While systems are designed to prevent harm to patients, their success hinges upon the willingness of staff to raise concerns when they sense concerns, said national safety expert Craig Clapper during the highlighted event of National Patient Safety Week at Christiana Care.
Clapper is a founder and the chief knowledge operator at Healthcare Performance Improvement, a firm that advises hospitals on safety practices. National Patient Safety Week, March 3-9, featured a number of education and awareness activities to celebrate Christiana Care’s commitment to prioritizing patient safety. This year’s theme was Patient Safety 7/365: seven days of recognition, 365 days of commitment to safe care.
Preventable errors will snake through the numerous walls of defense in a well-designed system when that system does not actively promote open and direct communication among its staff about concerns. When a culture of safety is absent, the well-designed system takes the form of a Swiss cheese model, Clapper said.
“Rarely is it a single thing that goes wrong that results in patient harm,” Clapper said. “In a Swiss cheese model, complex systems fail in complex ways. Systems of barriers are thought to be protective in this model, but really the model looks like slices of cheese, with the holes representing problems. What happens when one of those mistakes goes through the holes and reaches the patient? It causes harm.”

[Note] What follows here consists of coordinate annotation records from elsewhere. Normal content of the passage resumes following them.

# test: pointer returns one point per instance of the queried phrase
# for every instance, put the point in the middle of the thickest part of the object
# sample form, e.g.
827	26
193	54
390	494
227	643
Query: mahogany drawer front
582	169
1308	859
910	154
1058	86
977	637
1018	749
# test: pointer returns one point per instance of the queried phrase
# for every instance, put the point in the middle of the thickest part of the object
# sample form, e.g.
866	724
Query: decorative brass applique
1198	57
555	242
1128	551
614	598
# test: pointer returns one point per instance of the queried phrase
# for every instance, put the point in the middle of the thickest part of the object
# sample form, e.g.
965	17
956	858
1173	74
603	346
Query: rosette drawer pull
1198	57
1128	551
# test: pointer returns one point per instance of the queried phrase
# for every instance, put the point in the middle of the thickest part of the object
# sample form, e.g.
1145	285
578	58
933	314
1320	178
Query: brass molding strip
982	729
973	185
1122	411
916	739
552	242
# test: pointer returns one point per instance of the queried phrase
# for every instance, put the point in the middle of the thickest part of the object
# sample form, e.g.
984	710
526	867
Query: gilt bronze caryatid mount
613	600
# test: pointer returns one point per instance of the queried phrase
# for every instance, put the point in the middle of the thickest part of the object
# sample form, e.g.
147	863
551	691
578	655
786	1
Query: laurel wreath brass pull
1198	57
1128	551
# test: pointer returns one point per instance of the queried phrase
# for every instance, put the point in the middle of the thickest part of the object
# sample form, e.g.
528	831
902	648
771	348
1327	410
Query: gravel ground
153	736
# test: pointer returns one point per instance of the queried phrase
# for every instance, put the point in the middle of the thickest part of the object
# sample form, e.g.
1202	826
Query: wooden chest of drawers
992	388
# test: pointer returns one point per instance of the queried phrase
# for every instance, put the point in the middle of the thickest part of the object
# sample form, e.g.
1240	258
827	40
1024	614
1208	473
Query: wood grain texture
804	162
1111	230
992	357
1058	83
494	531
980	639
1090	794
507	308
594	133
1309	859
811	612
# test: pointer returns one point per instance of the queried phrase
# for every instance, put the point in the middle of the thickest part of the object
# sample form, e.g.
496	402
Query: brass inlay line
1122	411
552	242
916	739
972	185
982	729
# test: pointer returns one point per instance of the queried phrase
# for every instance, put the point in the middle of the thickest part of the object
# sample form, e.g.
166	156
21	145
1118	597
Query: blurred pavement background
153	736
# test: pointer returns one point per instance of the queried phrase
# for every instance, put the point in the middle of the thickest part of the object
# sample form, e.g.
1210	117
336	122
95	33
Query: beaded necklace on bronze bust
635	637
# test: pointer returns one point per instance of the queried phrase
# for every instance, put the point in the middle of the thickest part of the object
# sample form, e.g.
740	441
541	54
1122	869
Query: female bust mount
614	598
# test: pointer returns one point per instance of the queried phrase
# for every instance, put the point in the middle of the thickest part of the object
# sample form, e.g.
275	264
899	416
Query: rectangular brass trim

On the other hand, harm is prevented when human behavior is grounded in nontechnical skills such as situational awareness and critical thinking. Those skills will intersect with a health system’s safety initiatives, checklists and precautions, fortifying the safety bulwark of the health system so that errors never result in harm.
“What prevents harm more than anything else are the people and the culture within the health system,” Clapper said. “Because even when you have the right systems in place, there is still nearly always a discretionary space in which you are not forced to do something but still simply have to choose do it. For that reason, culture is the strongest behavior-shaping factor – it works in its own right plus it makes the other factors in a system work as well.”
For example, Clapper referenced a major culture shift toward safety in November 2003 at a multi-hospital system on the East Coast that triggered a continuous drop in the rate of serious safety events. The rate of serious safety events had dropped 81 percent over a seven-year period by August 2010.
Clapper said culture will begin changing when:
- New expectations are set.
- Staff are expected to consult their supervisers.
- Staff are expected to validate and verify what they know.
- Supervisers are expected to provide feedback to extinguish poor habits and build better habits.
“A culture should be designed so that instead of feeling that you are ‘allowed’ to speak up when you have a concern, you instead feel that it is an expectation in your health system that you speak up,” Clapper said.
Once that safety-first culture is the standard and behavior improves, it is incumbent upon a health system to continue to hone it to make it as safe as possible, Clapper said.
“Safety culture is the anecdote for work-around culture because whenever you force people to do something, they’ll look for workarounds if they don’t find value in it,” Clapper said. “But in a safety culture, no one looks for workarounds because they have prioritized safety. It restores the balance so you have people who realize it is important and they still want to do it.”
He added: “In a human-based system, what matters most is what we do. So anything that shapes behavior is strong at shaping outcomes.”